GraphQL is well-known for its easy to maintain backward-compatibility of APIs defined with it. You're supposed to just add new fields/types every time you need them and never remove old ones, only mark them with @deprecated directive. Thus, your server could evolve independently of its clients versions.
However, I have a quite opposite problem: we have many independent servers, some of which could not be updated ever, and client (potentially) could connect to anyone of them. Thus, when client adopts new fields in API types, that were introduced in some newer server, and then it connects to the older one, it will get the error, because it will try to query fields that do not exist on that server.
So the question is: is there some known approach on how to handle this type of situation in GraphQL?

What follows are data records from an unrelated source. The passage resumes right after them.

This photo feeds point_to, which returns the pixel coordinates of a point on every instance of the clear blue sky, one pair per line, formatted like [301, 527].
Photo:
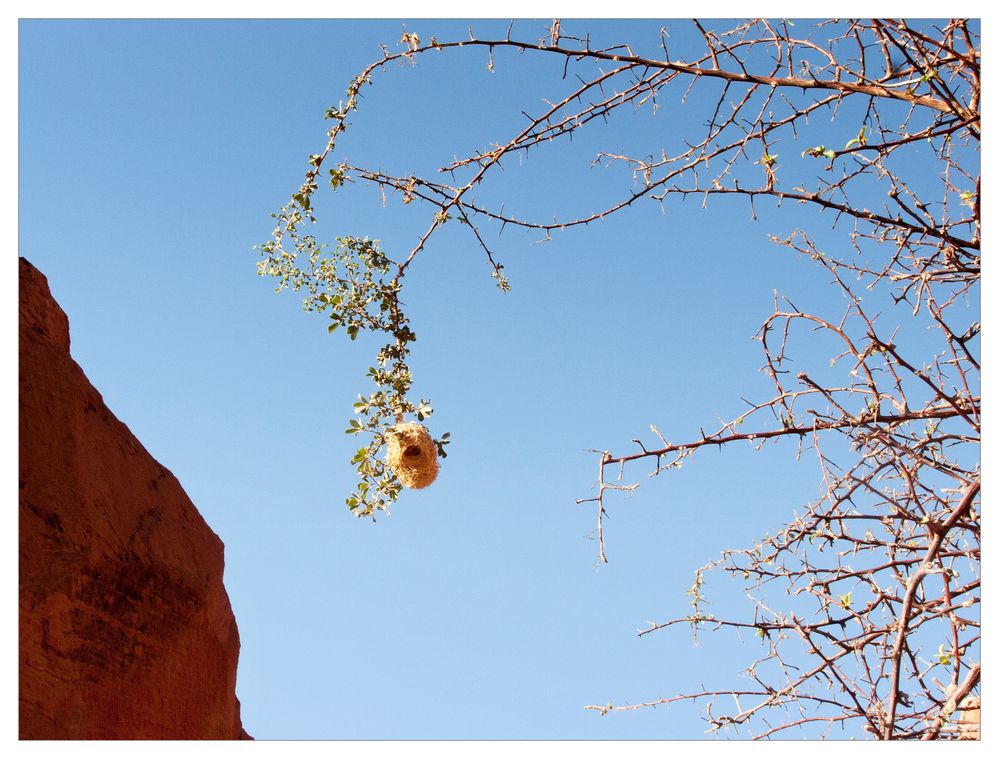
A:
[151, 157]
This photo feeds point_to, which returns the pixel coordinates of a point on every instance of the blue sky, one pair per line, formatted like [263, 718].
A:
[151, 157]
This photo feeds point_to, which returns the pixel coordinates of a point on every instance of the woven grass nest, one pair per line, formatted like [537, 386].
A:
[412, 455]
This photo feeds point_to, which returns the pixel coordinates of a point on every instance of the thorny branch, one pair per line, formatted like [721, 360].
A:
[878, 577]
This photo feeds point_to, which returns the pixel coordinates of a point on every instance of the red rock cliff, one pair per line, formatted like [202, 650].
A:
[125, 627]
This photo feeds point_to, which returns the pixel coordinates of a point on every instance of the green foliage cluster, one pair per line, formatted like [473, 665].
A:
[357, 287]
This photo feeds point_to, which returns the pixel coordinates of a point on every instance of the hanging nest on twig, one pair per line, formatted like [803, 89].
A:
[412, 454]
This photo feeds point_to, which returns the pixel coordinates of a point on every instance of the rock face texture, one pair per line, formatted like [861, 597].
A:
[125, 626]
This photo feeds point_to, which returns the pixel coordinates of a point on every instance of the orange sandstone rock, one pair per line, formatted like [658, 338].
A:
[125, 626]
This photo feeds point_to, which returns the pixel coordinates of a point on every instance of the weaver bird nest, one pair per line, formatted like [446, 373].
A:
[412, 455]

The only thing I came up with is to have a top-level query field, that will return a list of supported types, as a string list. Thus, whenever you want to add a new filed in the existing type foo, you just add a new type foo2 and add this type to the list of supported types. Thus the client could decide what types it can use and, accordingly, what features it could show. However, this looks quite scary due to, well, graph nature of GraphQL: it is very hard to guaranty that clinet's query won't get to some unsupported type via some quirky path.
The other solution is, of course, just version the whole API and treat any change to schema as incompatible API version. But this looks, well, either too stiff, or too laborious to maintain.
P.S. I suppose, that, maybe GraphQL is just not a good solution for this type of situations, but, as usually happens, we decided to go with GraphQL far before we could foresee these use-cases.